Monday’s order expands Mr. Trump’s original immigration pause, announced two months ago, which blocked about 25,000 green cards, or permanent legal migrants, each month.

At the time, Mr. Trump didn’t touch any of the temporary worker programs. Instead he ordered Homeland Security and the Labor Department to examine more options, and Monday’s announcement was the result.

For the rest of the year, the administration will curtail issuance of H-1B visas, supposed to be used by high-skilled workers; H-2B visas, meant for seasonal non-agriculture work such as landscaping or resort workers; H-4 visas, which allow family of H-1B employees to also work; J visas for exchange programs, such as au pairs; and L visas that facilitate intra-company transfers.

That’s in addition to continuing the pause on most green cards.

There are limited exceptions for people deemed critical to national security or to the coronavirus recovery.

As big as those changes are, they are short-term, meant to create openings during the coronavirus recovery.

The long-term changes could reshape the way tech companies operate, forcing them to look first to American workers and to raise wages for those foreign workers they do still hire, creating an upward push on pay overall.

To do that, Homeland Security will propose a rewrite of how H-1B visas are doled out. Currently they are issued by lottery, and 225,000 applications were submitted for 85,000 slots last year. Under the new proposal, the highest-paying 85,000 jobs will get visas.
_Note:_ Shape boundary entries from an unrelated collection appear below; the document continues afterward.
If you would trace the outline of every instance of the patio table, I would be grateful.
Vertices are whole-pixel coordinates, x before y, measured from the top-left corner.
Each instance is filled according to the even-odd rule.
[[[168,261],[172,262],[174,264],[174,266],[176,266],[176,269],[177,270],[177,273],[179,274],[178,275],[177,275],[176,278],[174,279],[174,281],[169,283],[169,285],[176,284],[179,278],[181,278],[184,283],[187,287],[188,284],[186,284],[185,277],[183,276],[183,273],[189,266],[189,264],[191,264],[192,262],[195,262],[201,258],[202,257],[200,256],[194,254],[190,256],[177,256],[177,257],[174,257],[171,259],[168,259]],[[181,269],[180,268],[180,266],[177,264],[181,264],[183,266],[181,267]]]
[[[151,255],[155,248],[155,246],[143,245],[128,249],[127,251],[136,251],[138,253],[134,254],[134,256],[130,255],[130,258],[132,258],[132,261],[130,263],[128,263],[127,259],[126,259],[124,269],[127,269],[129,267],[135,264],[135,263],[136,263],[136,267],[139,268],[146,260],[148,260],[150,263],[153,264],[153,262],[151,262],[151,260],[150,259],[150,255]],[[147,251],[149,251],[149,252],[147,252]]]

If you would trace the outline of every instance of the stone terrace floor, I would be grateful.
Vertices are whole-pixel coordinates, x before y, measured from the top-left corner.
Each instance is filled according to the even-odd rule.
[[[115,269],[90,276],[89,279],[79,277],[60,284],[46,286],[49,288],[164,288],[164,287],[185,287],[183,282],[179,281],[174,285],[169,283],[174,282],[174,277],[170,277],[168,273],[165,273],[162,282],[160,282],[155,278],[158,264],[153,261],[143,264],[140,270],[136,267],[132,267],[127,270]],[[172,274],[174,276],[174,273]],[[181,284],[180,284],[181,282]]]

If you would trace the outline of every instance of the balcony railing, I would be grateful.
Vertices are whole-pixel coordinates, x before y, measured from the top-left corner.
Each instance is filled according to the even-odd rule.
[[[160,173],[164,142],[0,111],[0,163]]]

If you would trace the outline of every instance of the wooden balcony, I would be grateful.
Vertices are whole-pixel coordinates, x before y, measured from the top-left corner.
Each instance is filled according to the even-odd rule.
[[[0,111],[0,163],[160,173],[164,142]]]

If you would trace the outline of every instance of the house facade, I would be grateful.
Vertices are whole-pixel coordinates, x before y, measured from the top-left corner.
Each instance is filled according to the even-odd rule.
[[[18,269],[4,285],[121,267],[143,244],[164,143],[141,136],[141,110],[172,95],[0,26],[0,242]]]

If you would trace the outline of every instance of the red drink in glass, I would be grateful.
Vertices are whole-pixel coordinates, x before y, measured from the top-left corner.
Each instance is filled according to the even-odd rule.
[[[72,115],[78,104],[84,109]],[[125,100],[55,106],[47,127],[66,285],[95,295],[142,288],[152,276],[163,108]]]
The result will be upward pressure on wages — and soul-searching at the companies that make the most use of the program.

“Employers will actually have to ask themselves how much do I really want this foreign worker, as opposed to hiring an American worker,” Ms. Jenks said.

The administration also will issue new regulations requiring that the minimum pay be at least 50% of the local prevailing wage, which could tamp down on businesses trying to use the visas to cut costs by avoiding American workers.
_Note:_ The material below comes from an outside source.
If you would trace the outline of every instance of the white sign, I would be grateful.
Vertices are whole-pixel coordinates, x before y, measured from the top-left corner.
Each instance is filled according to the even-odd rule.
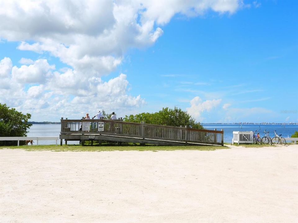
[[[105,126],[104,122],[98,122],[98,131],[103,131],[103,127]]]
[[[83,122],[82,123],[82,131],[90,131],[90,123],[89,122]]]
And officials said the Labor Department will begin investigating complaints of companies that abuse the H-1B program.

Michael Clemens, an immigration economist at the Center for Global Development, said the notion that H-1B workers compete with Americans is an economic fiction.
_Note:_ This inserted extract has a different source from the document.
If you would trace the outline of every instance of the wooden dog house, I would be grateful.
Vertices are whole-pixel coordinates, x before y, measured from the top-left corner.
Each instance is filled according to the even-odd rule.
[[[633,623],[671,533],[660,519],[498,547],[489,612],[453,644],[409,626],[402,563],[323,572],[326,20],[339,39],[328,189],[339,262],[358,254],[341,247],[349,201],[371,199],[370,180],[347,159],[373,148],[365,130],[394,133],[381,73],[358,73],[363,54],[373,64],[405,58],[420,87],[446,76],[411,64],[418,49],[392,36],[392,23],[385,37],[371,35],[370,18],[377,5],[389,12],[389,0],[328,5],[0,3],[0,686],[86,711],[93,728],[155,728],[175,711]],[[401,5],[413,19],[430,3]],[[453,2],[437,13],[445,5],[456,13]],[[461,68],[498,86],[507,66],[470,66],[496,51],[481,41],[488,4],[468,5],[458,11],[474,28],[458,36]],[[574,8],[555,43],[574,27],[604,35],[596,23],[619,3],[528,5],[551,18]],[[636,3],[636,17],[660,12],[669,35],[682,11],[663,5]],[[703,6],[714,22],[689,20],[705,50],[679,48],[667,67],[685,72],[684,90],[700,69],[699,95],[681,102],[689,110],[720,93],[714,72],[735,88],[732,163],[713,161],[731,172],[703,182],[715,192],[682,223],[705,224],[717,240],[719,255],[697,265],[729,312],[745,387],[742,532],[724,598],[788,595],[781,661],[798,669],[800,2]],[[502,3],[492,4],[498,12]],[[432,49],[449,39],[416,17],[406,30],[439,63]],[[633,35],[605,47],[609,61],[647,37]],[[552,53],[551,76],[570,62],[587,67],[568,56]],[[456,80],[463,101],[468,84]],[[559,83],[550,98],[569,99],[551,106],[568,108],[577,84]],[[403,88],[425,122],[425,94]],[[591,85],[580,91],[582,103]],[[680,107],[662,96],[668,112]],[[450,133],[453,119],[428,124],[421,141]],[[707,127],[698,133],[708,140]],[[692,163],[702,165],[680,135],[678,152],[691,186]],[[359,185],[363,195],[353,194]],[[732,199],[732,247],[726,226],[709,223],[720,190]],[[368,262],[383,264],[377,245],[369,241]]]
“This mindless ban will show the world’s best and brightest that the United States is no place for them,” he said. “Some of the damage will be permanent.”

For years, academics have debated the actual effects of foreign migrant competition. They’re about to get a very real-world test.

The Seasonal Employment Alliance, a trade group for businesses that use H-2B workers, says it has already been conducting its own tests.

During coronavirus the SEA has been running online ads in major markets linking to a jobs bank with thousands of openings, at an average wage of $15 an hour. The SEA says it gets hundreds of thousands of eyeballs each week, but the applications aren’t rolling in.

Mr. Cuccinelli, though, said those companies need to pay better.

“There are workers out there,” he said. “The pay isn’t meeting the demand. Given the unemployment rate, I would think those two would come together.”

The administration is also using this moment to complete a long-standing quest to block illegal immigrants from gaming the system by claiming asylum then applying for work permits while their cases proceed.

Under new rules being published in the Federal Register later this week, those who win asylum will get work permits. But the vast majority fail to win their cases, yet have been granted years of work permission in the interim.

Those changes take effect later this summer.

Left out of the president’s immigration pause is the EB-5 visa, also known as the “golden visa” because it allows wealthy foreigners to buy into the pathway to citizenship for a minimum investment of $900,000, which will continue. The Chinese are the biggest users of the program, which is rife with fraud.

Mr. Cuccinelli said as an investor program, EB-5 can create jobs in the U.S., so it makes sense to keep it going to help fuel the recovery.